Moreover, I have the same problem with $C_b(\mathbb R)$. We have $C_0(\mathbb R)$ contained as a subspace, why should the dual of $C_0$ be smaller then?
Concerning your first question, there is a theorem due to Alexandroff, which says that if $X$ is a compact topological space and $M$ is an algebra that contains all open sets, then every finitely additive regular measures $\lambda:M\to\mathbb{R}$ is countably additive. Moreover, if $X$ is a Hausdorff space, then $\lambda$ can be extended in a unique way as a signed Radon measure to the smallest $\sigma$-algebra that contains $M$. You can find this in Dunford-Schwartz or Fonseca-Leoni.
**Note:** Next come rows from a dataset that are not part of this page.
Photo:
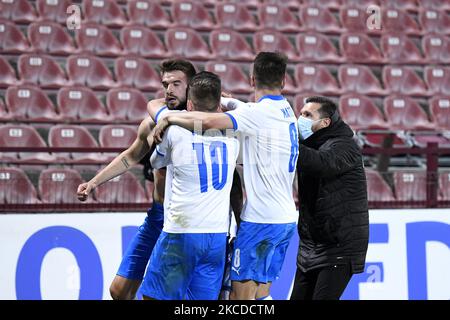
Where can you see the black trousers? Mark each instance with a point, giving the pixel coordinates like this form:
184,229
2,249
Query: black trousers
327,283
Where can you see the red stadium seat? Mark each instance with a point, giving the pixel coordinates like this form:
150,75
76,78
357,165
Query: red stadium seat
142,41
136,72
81,104
235,16
127,104
436,48
403,80
377,188
30,103
106,12
394,20
319,19
444,186
400,48
316,47
50,37
73,136
404,113
148,13
98,39
7,74
187,43
360,113
359,48
437,79
271,40
53,10
280,18
16,187
88,70
440,111
316,79
122,189
25,136
11,38
229,44
60,186
233,78
410,186
359,78
18,11
434,21
41,70
192,14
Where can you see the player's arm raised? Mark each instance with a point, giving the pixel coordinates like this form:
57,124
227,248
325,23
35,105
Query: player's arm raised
122,162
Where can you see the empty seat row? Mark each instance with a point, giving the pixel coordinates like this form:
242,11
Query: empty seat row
59,186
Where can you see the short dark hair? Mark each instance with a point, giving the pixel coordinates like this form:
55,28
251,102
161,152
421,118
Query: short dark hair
269,70
204,91
178,65
328,109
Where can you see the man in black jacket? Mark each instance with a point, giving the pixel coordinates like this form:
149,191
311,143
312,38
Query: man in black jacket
334,221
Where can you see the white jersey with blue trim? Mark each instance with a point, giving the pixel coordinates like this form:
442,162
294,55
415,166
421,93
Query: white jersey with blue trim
269,141
198,180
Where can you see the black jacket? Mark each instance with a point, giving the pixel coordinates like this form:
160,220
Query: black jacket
334,220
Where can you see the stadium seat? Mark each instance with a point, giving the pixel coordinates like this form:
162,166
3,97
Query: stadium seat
149,13
394,20
41,70
97,39
377,188
7,74
313,46
235,16
30,103
20,135
360,113
271,40
319,19
105,12
60,186
136,72
434,21
440,111
403,80
315,78
18,10
436,48
142,41
359,48
53,10
233,78
192,14
16,187
410,186
12,40
186,43
73,136
280,18
122,189
398,48
437,79
81,104
88,70
444,186
359,78
126,104
404,113
50,37
230,45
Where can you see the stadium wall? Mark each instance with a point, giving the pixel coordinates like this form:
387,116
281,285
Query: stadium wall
75,256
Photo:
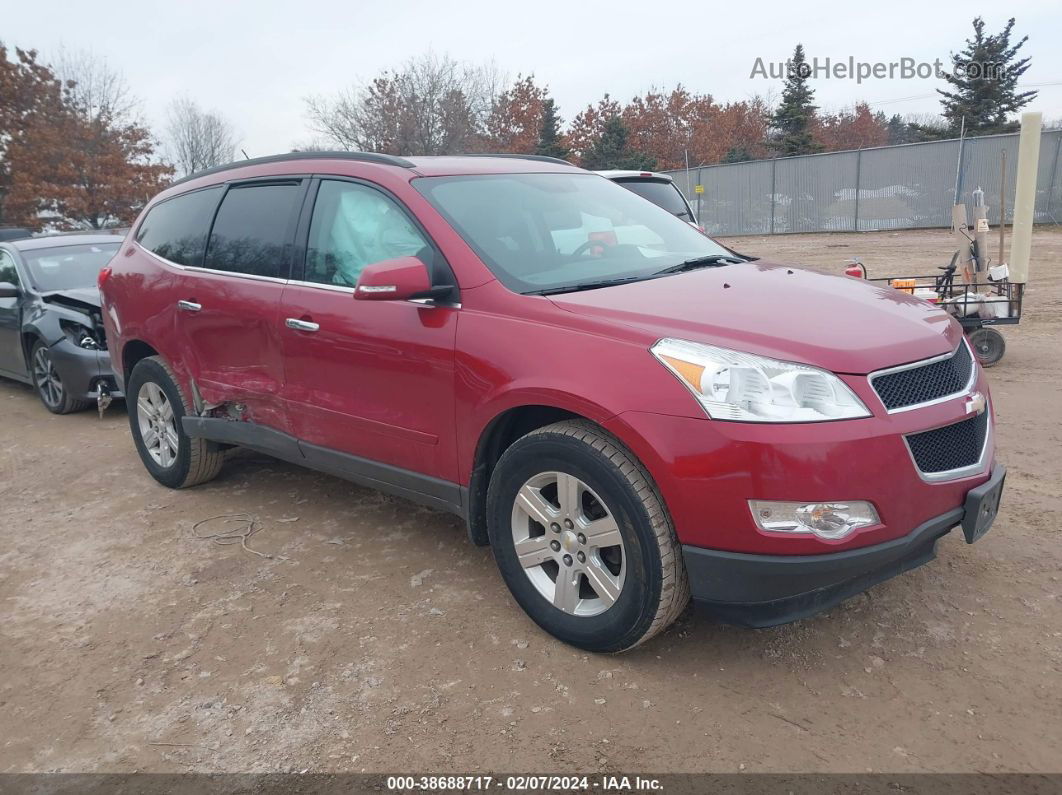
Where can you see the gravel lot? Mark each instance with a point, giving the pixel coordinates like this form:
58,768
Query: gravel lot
376,638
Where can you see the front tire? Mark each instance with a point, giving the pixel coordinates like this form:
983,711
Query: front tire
583,539
989,345
156,405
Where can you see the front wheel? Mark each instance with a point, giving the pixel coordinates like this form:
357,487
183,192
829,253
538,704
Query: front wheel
156,405
989,345
583,540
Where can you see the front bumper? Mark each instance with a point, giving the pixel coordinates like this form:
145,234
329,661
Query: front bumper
84,370
765,590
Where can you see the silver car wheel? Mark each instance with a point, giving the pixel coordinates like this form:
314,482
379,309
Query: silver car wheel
47,378
158,430
568,543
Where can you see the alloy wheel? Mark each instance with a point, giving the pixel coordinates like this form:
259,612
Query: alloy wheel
568,543
158,430
47,378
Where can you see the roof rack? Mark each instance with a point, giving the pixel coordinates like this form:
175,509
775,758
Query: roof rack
542,158
362,156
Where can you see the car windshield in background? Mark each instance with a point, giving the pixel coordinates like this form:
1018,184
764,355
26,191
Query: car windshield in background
661,193
68,266
548,232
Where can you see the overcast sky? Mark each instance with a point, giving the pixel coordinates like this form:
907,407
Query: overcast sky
255,62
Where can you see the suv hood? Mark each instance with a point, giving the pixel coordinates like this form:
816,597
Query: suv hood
83,298
837,323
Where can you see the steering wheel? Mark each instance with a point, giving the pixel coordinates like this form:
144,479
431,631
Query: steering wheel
588,244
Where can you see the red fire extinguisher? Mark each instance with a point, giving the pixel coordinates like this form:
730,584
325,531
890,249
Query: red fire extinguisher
856,270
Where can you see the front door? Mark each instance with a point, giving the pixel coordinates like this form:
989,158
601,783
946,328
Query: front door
12,361
227,310
373,380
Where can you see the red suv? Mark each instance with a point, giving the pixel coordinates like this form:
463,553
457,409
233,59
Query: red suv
626,411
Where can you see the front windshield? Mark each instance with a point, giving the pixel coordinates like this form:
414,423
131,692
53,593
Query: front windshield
544,232
661,193
68,266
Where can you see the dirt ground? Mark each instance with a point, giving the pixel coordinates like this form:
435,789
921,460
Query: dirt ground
376,638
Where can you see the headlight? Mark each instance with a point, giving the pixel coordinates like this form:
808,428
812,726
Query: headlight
740,386
81,335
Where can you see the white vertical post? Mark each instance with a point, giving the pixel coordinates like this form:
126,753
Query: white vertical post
1025,196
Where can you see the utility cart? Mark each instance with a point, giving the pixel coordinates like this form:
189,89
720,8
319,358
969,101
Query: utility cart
977,306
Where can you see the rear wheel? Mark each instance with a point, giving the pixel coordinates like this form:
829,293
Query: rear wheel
156,408
583,540
49,384
989,345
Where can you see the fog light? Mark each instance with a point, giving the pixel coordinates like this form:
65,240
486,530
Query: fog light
829,520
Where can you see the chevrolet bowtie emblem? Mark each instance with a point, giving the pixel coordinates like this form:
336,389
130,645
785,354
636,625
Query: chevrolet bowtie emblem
976,403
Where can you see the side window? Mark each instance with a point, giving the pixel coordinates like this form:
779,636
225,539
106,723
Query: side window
176,228
254,229
7,272
354,226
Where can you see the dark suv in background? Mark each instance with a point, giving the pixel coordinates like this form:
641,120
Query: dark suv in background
51,333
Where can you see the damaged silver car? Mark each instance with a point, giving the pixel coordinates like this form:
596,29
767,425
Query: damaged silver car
51,332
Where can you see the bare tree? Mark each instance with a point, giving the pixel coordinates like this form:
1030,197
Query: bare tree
198,139
97,91
431,105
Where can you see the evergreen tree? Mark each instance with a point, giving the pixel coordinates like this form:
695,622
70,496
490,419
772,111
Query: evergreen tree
550,142
983,80
791,123
613,150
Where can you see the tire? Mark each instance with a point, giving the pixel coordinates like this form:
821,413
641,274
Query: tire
151,387
646,587
49,383
989,345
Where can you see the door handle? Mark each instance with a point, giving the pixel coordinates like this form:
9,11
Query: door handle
301,325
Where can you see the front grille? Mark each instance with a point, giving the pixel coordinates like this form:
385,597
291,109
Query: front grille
921,384
951,447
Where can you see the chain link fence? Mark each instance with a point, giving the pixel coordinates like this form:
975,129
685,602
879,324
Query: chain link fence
906,187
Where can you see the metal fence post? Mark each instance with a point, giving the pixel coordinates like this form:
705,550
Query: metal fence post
774,163
1055,174
855,224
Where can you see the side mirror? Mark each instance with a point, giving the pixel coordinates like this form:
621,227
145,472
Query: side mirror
394,279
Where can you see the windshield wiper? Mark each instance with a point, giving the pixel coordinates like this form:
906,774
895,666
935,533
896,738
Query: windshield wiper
584,286
711,260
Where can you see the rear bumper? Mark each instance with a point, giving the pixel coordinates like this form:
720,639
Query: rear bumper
765,590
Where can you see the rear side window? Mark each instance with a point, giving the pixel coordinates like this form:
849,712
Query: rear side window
7,272
176,228
254,229
661,193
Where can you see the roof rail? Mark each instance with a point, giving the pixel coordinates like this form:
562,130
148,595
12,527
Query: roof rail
362,156
542,158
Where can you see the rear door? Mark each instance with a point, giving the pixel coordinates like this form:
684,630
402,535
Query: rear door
367,379
12,361
227,309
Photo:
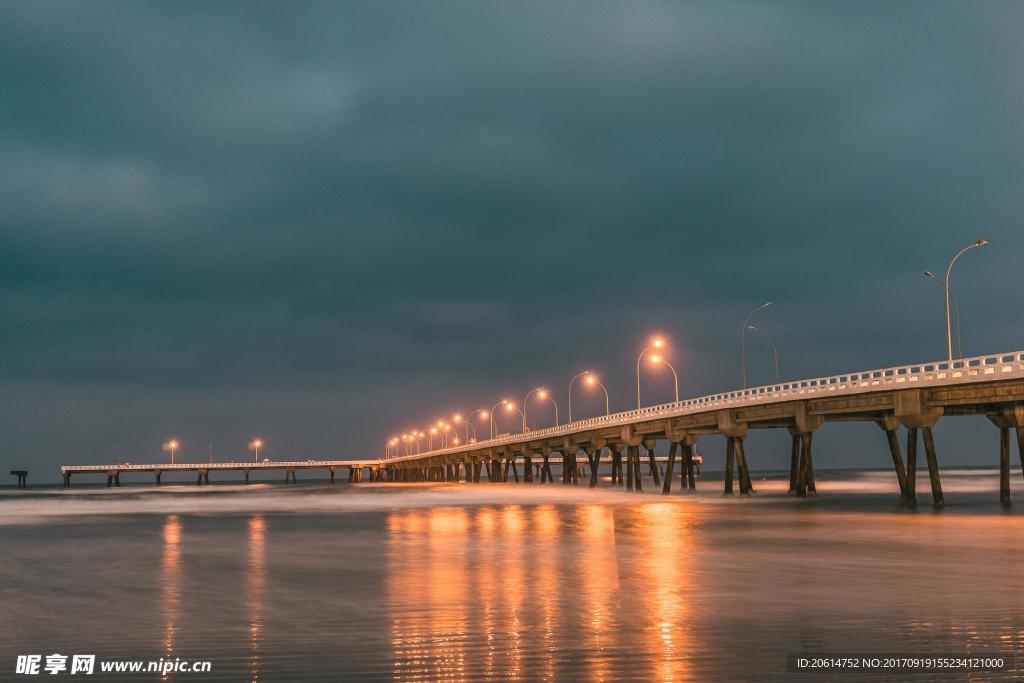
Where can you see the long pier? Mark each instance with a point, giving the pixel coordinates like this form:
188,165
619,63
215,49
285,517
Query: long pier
911,398
355,469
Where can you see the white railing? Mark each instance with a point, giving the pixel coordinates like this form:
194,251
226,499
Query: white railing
125,467
963,371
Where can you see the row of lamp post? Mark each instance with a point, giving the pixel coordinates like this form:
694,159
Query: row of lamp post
653,351
172,446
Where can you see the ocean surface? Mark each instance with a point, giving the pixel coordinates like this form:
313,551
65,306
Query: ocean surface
512,582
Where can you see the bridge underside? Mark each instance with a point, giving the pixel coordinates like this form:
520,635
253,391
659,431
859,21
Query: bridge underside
913,411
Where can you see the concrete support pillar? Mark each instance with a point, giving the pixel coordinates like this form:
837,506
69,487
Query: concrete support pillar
650,444
794,459
933,467
730,456
688,466
745,485
911,465
805,475
630,477
670,467
1004,464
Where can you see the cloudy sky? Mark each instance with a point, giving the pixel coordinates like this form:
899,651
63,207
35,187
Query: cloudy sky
325,223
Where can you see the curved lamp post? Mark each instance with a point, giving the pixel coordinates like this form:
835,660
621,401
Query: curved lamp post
742,340
482,412
657,342
574,378
591,380
491,414
542,393
952,295
774,348
949,336
655,358
171,446
509,407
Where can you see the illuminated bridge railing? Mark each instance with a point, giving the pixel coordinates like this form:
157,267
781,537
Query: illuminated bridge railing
963,371
238,465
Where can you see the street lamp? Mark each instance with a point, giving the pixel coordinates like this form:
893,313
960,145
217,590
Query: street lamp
656,342
655,358
491,414
592,380
542,393
742,340
171,446
949,337
469,422
574,378
509,407
952,295
256,444
774,349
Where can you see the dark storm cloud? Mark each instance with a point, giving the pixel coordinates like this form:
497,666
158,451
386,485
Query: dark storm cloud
329,219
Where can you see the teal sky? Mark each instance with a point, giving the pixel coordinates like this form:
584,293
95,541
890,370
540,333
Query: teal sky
327,222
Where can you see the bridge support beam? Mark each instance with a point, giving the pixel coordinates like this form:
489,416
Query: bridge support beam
933,467
616,464
911,465
650,444
794,459
1007,418
734,431
546,474
670,467
688,463
890,424
912,411
805,475
594,457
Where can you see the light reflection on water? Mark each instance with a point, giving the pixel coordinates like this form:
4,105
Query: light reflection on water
170,583
561,585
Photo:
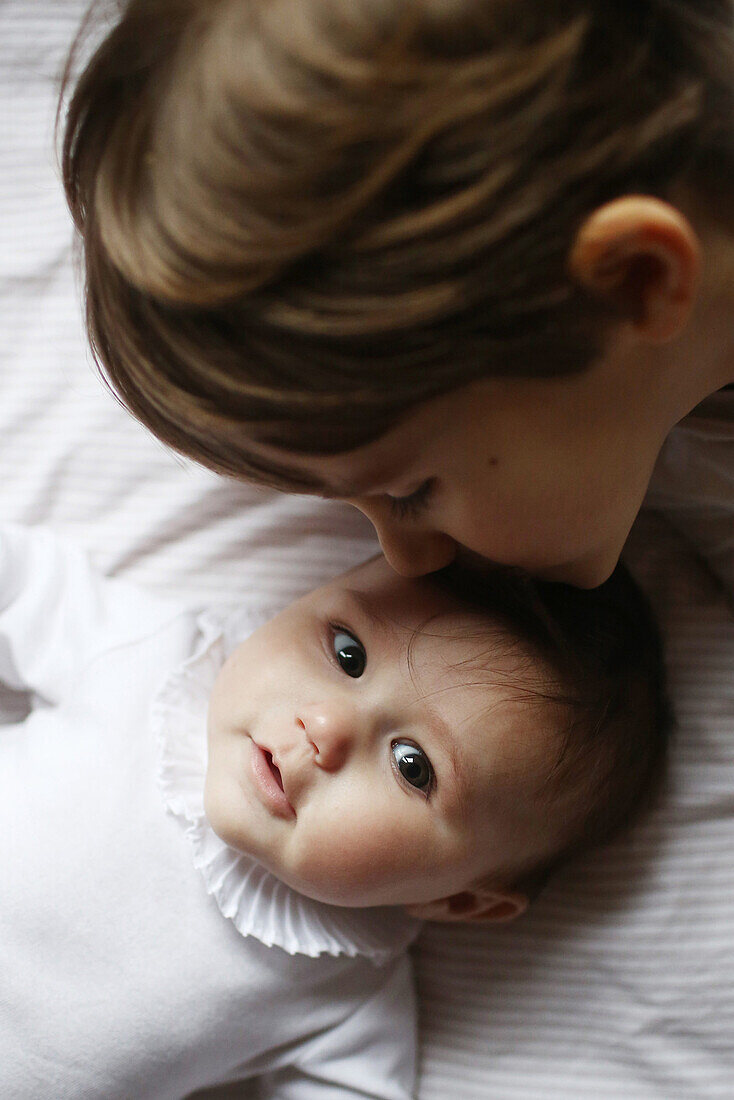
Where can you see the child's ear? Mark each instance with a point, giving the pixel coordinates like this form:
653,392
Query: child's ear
642,256
473,906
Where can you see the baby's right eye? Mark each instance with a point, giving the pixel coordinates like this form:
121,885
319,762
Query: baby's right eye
350,653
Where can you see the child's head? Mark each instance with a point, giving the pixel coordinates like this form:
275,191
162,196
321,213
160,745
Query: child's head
395,741
305,220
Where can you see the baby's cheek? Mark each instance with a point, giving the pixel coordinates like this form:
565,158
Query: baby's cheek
355,861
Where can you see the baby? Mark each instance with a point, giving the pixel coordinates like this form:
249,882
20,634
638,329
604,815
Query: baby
381,750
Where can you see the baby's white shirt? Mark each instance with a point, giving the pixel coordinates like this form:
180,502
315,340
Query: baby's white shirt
121,977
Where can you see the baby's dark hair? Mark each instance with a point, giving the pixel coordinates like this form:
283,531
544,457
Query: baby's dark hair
601,663
300,218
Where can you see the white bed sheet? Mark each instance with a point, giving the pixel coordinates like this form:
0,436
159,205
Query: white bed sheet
620,982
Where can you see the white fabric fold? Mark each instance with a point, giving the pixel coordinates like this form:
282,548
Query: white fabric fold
256,902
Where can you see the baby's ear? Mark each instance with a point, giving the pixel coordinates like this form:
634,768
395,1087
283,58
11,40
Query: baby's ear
473,906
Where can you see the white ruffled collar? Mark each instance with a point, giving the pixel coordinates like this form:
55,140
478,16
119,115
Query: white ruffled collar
251,897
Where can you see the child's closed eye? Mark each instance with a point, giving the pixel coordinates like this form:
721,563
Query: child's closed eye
414,504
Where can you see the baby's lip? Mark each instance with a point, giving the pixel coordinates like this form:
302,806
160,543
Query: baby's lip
270,781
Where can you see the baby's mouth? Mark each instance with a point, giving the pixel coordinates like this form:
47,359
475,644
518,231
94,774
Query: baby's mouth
274,768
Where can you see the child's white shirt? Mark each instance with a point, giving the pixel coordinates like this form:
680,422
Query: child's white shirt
128,971
693,482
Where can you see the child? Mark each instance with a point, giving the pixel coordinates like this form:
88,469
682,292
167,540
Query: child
382,745
463,264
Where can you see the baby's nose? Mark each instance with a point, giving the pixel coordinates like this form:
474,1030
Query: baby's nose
330,729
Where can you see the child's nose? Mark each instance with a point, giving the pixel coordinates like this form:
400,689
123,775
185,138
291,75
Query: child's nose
330,728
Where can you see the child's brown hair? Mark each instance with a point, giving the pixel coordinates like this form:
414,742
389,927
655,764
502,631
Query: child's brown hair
300,218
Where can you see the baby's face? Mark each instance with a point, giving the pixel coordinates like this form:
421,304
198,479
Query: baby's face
357,751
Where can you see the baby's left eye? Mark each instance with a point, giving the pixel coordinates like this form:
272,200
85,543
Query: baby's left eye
350,653
413,765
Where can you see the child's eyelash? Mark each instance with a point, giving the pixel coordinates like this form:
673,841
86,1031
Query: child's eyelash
409,507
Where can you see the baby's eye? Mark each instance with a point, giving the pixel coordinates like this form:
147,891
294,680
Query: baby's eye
350,653
413,765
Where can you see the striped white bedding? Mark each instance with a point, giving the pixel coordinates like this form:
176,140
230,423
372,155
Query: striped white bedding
620,982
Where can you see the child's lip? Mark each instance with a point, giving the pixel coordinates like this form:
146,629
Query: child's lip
271,792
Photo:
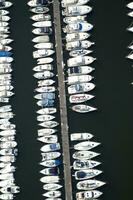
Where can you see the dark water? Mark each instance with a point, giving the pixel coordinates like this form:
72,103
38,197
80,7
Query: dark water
112,125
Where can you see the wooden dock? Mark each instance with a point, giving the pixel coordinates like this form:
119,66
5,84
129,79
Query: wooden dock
63,107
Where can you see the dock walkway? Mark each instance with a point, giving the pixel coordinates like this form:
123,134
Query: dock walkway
63,109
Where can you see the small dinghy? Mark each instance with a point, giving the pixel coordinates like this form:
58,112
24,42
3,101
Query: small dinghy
89,184
50,179
41,68
41,17
42,31
52,186
80,98
48,139
80,52
42,118
46,131
77,27
51,171
87,145
83,108
79,79
79,88
74,19
50,163
85,164
71,37
80,136
5,4
49,156
77,44
80,60
84,155
43,75
40,10
47,60
49,124
52,194
76,10
46,45
130,5
42,24
50,147
74,71
87,174
45,89
88,195
47,82
42,53
66,3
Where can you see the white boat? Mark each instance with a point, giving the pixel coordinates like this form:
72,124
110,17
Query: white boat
79,79
89,184
47,111
45,45
43,75
84,155
85,164
5,4
4,12
50,179
45,89
42,118
8,132
41,39
76,10
130,5
80,60
52,186
79,18
77,27
44,60
7,196
49,156
65,3
77,44
50,147
6,59
80,98
88,195
87,145
12,189
46,82
49,124
80,136
79,52
41,17
46,131
79,88
74,71
40,10
42,31
46,67
42,24
42,53
83,108
52,194
71,37
48,139
130,14
87,174
4,18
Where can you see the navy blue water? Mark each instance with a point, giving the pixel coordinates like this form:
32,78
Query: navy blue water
112,125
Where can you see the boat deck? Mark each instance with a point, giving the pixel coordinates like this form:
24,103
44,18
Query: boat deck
62,99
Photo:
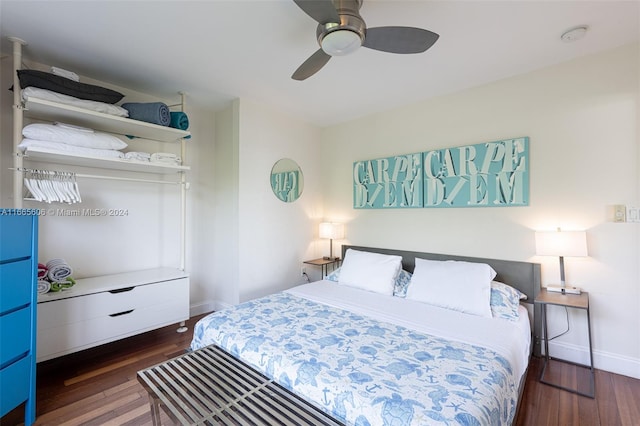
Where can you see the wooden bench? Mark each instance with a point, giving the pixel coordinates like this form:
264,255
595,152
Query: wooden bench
209,386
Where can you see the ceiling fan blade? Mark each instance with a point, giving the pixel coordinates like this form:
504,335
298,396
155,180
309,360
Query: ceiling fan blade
399,39
323,11
311,66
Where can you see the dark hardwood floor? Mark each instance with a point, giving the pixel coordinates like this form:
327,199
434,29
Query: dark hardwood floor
99,387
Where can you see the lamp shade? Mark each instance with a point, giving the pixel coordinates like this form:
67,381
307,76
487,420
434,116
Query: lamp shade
331,230
561,243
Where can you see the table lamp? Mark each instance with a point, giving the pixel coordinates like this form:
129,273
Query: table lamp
561,243
332,231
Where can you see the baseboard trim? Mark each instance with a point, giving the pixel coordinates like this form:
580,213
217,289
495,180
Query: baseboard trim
602,360
201,308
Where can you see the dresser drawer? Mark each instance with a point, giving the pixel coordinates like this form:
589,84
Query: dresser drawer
70,325
15,332
16,284
62,339
14,388
16,241
83,308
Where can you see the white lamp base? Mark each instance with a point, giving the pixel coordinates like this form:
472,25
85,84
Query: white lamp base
566,290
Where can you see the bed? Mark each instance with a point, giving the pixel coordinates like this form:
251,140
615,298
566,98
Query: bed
368,357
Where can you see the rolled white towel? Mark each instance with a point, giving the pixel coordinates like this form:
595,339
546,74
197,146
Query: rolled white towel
43,286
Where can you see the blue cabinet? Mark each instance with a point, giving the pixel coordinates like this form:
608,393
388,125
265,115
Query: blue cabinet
18,307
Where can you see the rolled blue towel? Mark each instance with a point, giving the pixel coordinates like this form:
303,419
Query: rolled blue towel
151,112
179,120
58,270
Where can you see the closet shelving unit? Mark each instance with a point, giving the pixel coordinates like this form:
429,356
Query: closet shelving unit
101,309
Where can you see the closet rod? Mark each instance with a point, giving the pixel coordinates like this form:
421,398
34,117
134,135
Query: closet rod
80,175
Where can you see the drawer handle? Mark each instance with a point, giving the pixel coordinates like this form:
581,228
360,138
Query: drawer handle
121,290
121,313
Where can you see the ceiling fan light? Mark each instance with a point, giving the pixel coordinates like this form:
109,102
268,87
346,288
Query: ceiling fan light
341,42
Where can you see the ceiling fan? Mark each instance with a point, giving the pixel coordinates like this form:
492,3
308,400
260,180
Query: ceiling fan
341,30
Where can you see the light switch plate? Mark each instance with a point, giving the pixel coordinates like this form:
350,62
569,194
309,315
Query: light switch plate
619,213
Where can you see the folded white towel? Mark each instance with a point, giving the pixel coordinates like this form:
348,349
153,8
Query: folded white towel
46,146
36,92
165,158
64,73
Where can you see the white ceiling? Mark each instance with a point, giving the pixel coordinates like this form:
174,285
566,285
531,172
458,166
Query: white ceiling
220,50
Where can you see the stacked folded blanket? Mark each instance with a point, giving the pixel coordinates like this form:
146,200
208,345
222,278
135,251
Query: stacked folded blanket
71,139
54,276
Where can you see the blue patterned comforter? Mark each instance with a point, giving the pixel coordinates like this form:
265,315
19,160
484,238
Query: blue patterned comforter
363,371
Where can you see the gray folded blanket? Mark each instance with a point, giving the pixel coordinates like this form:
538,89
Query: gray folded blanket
151,112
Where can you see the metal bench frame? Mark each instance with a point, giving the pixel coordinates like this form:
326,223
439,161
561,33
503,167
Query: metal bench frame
209,386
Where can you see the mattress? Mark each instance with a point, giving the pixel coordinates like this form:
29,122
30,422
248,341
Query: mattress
367,358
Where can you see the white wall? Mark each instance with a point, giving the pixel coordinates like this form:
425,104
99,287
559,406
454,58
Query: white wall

Concerning your second question, if you have a linear continuous functional $L:C_0(\mathbb{R})\to \mathbb{R}$ then you can represent it as $L(f)=\int_\mathbb{R}f\,d\mu$, where $\mu$ is a Radon measure. Since $C_0(\mathbb{R})$ is contained in $C_b$ or in the space of bounded functions, by the Hahn-Banach theorem you can extend $L$ to a continuous linear functional defined in those spaces. In turn the extension can be represented as an integral with respect to a finitely additive measure, say $\lambda$. All you know is that $\int_\mathbb{R}f\,d\mu=\int_\mathbb{R}f\,d\lambda$ for all $f\in C_0(\mathbb{R})$. The standard example is the Banach limit. The idea is that you can have "nasty" functionals which, when restricted to smaller spaces, are much nicer.